Na escolha e medida da sanção deve ter-se em conta o art. 330.º, n.º 1 do mesmo diploma, que dispõe que a sanção disciplinar deve ser proporcional à gravidade da infracção e à culpabilidade do infractor, não podendo aplicar-se mais de uma pela mesma infracção.
Como afirma Abílio Neto, “a infracção disciplinar está indissociavelmente ligada à ideia de comportamento ilícito e culposo do trabalhador violador de algum dos seus deveres contratuais ou legais, mas não necessariamente causador de danos patrimoniais, e daí que as sanções laborais visem, acima de tudo, objectivos, não tanto ressarcitórios, mas de retribuição e de prevenção geral e especial, consoante decorre da respectiva tipologia, prevalentemente dirigida à pessoa do trabalhador, com excepção da sanção pecuniária que, essa sim, assume natureza patrimonial directa, ao passo que as demais, incluindo as previstas nas alíneas d) a f) do art. 366º têm apenas efeitos patrimoniais indirectos. Assim, a aplicação da regra da proporcionalidade, fixada no art. 367º, ao mandar atender à gravidade da infracção e à culpabilidade do infractor, não pode nem deve atender em primeira linha aos danos patrimoniais decorrentes do comportamento do trabalhador – vício em que incorre com demasiada frequência a nossa jurisprudência -, cuja ressarcição é prosseguida através dos meios para que remete o art. 363º, mas às imposições de prevenção geral e especial no âmbito da comunidade laboral em que o trabalhador se insere, em ordem a reparar ou prevenir a violação dos mencionados deveres.

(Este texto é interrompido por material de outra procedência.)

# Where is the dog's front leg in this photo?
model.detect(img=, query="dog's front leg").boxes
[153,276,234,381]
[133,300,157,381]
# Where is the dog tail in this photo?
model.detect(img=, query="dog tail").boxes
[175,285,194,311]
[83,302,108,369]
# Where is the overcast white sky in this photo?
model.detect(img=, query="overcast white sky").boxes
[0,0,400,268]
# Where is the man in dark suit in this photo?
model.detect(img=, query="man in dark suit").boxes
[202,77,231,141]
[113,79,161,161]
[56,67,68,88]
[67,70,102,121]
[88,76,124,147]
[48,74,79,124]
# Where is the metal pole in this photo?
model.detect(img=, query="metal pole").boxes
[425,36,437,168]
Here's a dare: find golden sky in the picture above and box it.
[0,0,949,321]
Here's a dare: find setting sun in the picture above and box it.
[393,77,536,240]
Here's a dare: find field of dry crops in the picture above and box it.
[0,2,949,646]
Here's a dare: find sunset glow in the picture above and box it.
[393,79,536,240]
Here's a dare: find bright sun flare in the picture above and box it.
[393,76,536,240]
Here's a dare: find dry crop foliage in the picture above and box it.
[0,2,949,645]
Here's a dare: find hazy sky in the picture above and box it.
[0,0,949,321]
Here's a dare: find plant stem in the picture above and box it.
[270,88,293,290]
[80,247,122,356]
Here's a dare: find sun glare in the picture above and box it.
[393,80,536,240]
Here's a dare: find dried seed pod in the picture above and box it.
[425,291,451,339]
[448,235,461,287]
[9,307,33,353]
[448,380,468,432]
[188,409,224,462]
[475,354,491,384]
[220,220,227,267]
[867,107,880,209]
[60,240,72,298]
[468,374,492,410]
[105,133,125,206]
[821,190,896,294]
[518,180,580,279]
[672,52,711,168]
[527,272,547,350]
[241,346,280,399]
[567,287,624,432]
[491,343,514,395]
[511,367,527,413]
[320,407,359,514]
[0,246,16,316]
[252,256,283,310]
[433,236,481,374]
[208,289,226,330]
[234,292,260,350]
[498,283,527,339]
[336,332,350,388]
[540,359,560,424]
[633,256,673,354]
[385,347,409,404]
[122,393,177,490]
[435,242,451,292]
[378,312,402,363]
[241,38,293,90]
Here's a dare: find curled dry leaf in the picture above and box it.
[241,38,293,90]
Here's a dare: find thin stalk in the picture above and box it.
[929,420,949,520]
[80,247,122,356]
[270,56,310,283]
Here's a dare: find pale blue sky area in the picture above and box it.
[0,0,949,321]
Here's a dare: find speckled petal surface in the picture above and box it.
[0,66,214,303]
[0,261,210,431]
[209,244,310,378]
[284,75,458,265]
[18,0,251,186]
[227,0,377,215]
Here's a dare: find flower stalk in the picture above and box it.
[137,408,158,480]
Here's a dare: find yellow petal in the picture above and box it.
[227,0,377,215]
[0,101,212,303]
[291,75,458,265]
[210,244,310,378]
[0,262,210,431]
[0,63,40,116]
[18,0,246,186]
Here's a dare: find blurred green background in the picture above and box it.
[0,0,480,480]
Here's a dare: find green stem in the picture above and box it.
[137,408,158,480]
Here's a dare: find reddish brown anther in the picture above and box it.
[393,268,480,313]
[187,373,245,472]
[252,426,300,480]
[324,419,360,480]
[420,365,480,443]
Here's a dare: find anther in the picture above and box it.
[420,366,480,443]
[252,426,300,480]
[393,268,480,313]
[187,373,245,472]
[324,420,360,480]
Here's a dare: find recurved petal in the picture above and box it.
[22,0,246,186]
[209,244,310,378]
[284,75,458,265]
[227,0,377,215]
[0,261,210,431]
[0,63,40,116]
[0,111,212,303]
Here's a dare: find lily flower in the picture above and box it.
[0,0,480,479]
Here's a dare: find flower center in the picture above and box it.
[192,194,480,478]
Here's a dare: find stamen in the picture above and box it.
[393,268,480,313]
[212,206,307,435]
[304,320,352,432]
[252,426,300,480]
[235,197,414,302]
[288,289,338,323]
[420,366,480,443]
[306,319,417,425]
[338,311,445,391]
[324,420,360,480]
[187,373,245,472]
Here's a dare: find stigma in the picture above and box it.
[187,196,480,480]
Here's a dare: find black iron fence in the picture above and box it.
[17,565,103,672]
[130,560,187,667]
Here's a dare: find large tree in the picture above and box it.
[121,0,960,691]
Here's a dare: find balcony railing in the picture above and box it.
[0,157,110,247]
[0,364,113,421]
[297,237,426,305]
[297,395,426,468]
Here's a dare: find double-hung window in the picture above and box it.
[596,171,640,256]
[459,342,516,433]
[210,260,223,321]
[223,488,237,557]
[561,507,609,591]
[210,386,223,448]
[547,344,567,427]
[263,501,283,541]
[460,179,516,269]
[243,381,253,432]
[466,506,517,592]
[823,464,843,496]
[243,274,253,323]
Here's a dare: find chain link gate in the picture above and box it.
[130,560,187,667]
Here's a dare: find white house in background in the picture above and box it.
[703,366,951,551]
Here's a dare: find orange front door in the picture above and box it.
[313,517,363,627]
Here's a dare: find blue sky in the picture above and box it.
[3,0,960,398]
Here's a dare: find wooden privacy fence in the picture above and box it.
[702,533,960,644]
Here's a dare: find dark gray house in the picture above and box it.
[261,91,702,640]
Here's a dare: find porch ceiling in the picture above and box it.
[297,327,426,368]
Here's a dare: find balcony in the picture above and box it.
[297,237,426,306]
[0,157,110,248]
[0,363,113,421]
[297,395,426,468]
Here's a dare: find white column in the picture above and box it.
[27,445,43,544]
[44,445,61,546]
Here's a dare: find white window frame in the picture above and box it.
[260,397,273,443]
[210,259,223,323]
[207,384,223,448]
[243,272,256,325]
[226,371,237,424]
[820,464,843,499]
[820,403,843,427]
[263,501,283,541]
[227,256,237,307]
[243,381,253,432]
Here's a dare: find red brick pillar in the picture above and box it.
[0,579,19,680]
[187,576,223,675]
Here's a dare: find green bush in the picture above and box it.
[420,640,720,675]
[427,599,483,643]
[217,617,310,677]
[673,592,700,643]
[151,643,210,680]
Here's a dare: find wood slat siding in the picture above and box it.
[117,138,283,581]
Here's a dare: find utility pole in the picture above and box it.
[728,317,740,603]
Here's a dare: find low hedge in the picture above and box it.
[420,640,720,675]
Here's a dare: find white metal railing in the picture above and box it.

Tanto na eleição da sanção aplicável como na sua graduação, haverá que atender ao grau de culpa do infractor (se agiu dolosamente, com negligência grave ou leve) ao valor ofendido e às demais circunstâncias atendíveis, por forma a punir diferentemente situações que, sendo aparentemente iguais, são, em si mesmas, diferentes, e de modo também a evitar o risco de aplicar sanções desproporcionadas às infracções cometidas, tendo em atenção todo o quadro que envolveu a prática de cada uma delas.” (4)
Em síntese, ponderando os interesses em confronto – o do trabalhador em manter o vínculo laboral e o do empregador em ver cumpridos os deveres dos seus trabalhadores –, e considerando o princípio da proporcionalidade e da adequação consagrado no citado art. 330.º, n.º 1, afigura-se-nos que a factualidade sub judice não preenche o conceito de justa causa, dado que o suporte psicológico mínimo que o contrato de trabalho supõe se mantinha objectivamente, pelo que a conduta da Recorrente deveria ter sido punida com uma sanção conservadora do vínculo.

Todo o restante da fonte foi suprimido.